Solve equation for $0^\circ < x < 360^\circ$ Solve the following equation for $0^\circ < x < 360^\circ$ 
$$\cos(2x - 15^\circ) = -0.145$$
By finding out the cos inverse, I get $81.7^\circ$. Because $-0.145$ is negative, it lies on the 2nd and 3rd quadrant. That is we can find $x$ by $(180 + \theta)$ and $(180 - \theta)$.
So this was what I've thought:
$$2x-15^\circ = 81.7^\circ$$
From here according to me, $$x=(81.7^\circ + 15^\circ)/2$$ gives $$x=48.4$$ which is not the answer in my book.
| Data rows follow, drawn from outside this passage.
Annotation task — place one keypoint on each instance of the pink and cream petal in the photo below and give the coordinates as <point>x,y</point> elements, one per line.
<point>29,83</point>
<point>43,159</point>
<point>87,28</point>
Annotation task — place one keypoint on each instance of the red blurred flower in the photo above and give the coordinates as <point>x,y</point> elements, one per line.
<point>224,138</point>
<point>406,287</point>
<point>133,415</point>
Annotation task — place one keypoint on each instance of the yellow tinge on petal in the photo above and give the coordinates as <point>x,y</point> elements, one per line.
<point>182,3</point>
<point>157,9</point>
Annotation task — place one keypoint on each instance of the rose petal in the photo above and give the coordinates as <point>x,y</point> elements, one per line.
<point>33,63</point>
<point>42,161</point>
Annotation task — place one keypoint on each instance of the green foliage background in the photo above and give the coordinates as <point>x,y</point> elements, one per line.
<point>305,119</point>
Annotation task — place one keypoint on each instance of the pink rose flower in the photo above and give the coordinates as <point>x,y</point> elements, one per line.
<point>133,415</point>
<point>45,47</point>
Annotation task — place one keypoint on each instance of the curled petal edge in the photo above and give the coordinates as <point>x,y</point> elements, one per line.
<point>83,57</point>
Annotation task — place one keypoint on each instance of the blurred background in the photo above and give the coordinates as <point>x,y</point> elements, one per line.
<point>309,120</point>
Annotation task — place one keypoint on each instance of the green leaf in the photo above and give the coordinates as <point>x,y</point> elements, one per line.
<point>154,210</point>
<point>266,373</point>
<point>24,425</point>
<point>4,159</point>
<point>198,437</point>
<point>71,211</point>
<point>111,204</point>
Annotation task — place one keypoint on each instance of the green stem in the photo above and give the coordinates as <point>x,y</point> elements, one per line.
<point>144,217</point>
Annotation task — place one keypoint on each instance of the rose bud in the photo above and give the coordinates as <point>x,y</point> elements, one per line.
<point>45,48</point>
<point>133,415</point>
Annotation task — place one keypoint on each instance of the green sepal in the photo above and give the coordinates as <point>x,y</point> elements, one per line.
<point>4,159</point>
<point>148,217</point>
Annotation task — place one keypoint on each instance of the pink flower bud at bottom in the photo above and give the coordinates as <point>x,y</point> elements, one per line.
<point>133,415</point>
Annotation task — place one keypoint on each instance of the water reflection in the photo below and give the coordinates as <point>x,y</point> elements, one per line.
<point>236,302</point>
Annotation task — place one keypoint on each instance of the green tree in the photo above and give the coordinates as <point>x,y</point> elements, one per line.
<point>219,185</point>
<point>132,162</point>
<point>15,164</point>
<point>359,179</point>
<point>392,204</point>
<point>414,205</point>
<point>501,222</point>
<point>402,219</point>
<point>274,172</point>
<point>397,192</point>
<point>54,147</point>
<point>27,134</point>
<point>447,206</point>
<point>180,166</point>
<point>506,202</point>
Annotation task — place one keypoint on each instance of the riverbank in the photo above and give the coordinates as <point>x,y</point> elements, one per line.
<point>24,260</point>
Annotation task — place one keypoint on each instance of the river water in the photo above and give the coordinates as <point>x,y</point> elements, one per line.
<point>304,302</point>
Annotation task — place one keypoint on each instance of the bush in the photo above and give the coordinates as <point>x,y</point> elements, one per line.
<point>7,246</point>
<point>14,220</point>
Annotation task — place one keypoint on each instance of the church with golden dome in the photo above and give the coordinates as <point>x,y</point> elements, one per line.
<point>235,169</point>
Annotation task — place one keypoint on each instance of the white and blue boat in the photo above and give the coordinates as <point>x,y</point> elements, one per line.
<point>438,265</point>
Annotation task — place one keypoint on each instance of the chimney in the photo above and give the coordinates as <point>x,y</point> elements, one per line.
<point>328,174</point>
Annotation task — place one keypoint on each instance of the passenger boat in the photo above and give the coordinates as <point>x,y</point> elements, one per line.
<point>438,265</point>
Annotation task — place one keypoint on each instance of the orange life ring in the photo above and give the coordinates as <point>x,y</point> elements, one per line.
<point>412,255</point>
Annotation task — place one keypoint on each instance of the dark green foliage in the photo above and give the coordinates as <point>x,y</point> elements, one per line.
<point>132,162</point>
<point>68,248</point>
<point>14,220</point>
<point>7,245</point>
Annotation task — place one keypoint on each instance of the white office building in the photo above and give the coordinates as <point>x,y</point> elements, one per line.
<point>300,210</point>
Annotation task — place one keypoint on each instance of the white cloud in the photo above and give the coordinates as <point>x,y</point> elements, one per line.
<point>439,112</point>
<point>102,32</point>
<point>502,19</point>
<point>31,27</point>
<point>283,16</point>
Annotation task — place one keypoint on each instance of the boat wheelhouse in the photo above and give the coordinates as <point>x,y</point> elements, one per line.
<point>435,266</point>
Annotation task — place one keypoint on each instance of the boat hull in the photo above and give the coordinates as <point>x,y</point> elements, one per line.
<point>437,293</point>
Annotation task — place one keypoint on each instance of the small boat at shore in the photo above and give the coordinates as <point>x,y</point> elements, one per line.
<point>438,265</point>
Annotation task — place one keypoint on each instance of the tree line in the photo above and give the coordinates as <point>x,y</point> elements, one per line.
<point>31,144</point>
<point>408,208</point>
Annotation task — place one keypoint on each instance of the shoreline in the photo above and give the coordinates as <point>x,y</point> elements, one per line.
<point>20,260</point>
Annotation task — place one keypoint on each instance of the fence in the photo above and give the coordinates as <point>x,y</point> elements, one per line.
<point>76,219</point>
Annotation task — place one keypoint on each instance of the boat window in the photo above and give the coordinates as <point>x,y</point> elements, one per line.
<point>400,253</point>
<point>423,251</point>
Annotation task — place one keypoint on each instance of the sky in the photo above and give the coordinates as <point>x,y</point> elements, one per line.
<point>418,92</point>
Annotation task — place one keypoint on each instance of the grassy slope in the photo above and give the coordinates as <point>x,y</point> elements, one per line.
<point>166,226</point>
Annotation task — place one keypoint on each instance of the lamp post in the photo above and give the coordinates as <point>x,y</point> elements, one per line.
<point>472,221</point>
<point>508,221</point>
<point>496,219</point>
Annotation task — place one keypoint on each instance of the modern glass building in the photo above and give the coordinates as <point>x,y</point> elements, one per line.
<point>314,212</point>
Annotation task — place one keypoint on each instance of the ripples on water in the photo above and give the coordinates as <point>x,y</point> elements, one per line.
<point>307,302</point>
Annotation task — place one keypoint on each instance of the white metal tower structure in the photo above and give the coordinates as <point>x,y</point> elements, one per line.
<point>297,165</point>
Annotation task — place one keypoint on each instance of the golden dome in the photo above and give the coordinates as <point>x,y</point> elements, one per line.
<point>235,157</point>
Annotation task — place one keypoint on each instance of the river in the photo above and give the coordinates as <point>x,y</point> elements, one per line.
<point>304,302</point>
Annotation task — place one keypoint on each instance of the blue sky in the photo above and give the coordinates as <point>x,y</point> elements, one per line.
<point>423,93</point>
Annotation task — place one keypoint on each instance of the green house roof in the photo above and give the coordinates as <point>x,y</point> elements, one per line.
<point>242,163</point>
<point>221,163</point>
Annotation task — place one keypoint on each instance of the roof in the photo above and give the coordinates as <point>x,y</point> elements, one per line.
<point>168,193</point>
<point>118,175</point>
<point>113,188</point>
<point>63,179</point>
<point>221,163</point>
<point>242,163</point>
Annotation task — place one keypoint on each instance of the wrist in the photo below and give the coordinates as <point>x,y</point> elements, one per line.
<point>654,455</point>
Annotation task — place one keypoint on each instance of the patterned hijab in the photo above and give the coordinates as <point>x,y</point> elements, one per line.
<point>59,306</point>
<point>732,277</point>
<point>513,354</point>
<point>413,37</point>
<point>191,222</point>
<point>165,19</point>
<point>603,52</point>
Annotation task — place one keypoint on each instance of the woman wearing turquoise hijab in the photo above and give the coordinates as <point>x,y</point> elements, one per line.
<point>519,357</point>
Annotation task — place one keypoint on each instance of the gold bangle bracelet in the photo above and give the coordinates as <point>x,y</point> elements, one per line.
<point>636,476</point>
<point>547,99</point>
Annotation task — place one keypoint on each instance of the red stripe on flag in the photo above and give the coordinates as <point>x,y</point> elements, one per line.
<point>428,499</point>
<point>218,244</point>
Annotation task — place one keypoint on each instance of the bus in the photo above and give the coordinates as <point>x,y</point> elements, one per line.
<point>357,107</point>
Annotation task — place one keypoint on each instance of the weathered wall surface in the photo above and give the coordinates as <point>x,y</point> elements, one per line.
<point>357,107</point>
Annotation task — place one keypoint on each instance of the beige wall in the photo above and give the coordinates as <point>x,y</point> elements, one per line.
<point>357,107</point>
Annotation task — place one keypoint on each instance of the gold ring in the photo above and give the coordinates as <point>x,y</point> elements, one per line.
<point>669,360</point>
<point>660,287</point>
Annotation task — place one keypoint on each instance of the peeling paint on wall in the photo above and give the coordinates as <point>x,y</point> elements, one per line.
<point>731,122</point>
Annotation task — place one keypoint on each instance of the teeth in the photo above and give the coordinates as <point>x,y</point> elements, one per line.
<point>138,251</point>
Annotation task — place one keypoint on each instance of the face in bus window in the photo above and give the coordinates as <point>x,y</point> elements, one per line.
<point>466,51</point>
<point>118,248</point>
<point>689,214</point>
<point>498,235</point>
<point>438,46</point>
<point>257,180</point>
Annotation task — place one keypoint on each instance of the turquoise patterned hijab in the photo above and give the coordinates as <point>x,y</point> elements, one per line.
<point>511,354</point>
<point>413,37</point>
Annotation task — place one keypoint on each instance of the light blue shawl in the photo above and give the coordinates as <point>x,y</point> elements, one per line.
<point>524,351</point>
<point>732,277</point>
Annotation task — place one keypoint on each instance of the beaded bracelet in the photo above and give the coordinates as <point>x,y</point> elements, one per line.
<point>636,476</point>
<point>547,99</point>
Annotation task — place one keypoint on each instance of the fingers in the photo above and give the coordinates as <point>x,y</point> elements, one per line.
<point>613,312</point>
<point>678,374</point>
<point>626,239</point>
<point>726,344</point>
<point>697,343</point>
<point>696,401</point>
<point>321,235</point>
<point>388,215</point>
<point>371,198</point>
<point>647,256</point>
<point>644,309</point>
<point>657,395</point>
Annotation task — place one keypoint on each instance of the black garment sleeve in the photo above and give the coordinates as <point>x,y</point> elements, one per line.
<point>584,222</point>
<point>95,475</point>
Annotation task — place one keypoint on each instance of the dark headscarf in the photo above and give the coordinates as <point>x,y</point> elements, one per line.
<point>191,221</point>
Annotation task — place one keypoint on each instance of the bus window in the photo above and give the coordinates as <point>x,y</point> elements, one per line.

Then comes $$2x-15^\circ=(180+81.7^\circ),(180-81.7^\circ)$$
From here I find $$x=138.35^\circ, 56.7^\circ$$ these answers are correct.
Now, the first answer $48.4$ is wrong, and there is one more answer in my book, i.e, there are $4$ values in the answer, where I got $3$ answers and $1$ is wrong.
Could someone help help me to find the two other answers?
 A: \begin{align}
\cos( 2x - 15^\circ ) &= -0.145 \\
2x - 15^\circ &= \cos^{-1}(-0.145) + 360^\circ k \quad\quad \ k\in \ldots -2, -1, 0, 1, 2, \ldots  \\
x  &= \frac{1}{2} \left( 15^\circ + \cos^{-1}(-0.145) + 360^\circ k \right) \quad\quad \ k\in \ldots -2, -1, 0, 1, 2, \ldots  \\
x  &= \frac{1}{2} \left( 15^\circ \pm 98.3372791889057^\circ + 360^\circ k \right) \quad\quad \ k\in \ldots -2, -1, 0, 1, 2, \ldots  \\
x &=  56.6686395944528^\circ, 138.331360405547^\circ, 236.668639594453^\circ, 318.331360405547^\circ
\end{align}
A: For this post I assume you're using degrees and not something else like radians.
You could try using the inverse cosine function which is called $\arccos$ or $\cos^{-1}$ depending on who you ask. Below I'll be using $\arccos$ but if you normally see $\cos^{-1}$ then just know that they are the same.

Here's an example of using it:
$$\cos(x)=0.5$$
I take the function $\arccos$ on both sides
$$\arccos(\cos(x))=\arccos(0.5)$$
You can calculate $\arccos(x)$ on your calculator, make sure it's set on degrees mode.
$$x=60^{\circ}$$

This works because $\cos(x)$ and $\arccos(x)$ cancel each other just like $\sqrt{x}$ and $x^2$ cancels each other.
After you've used the function you have a much simpler equation which you probably can solve yourself.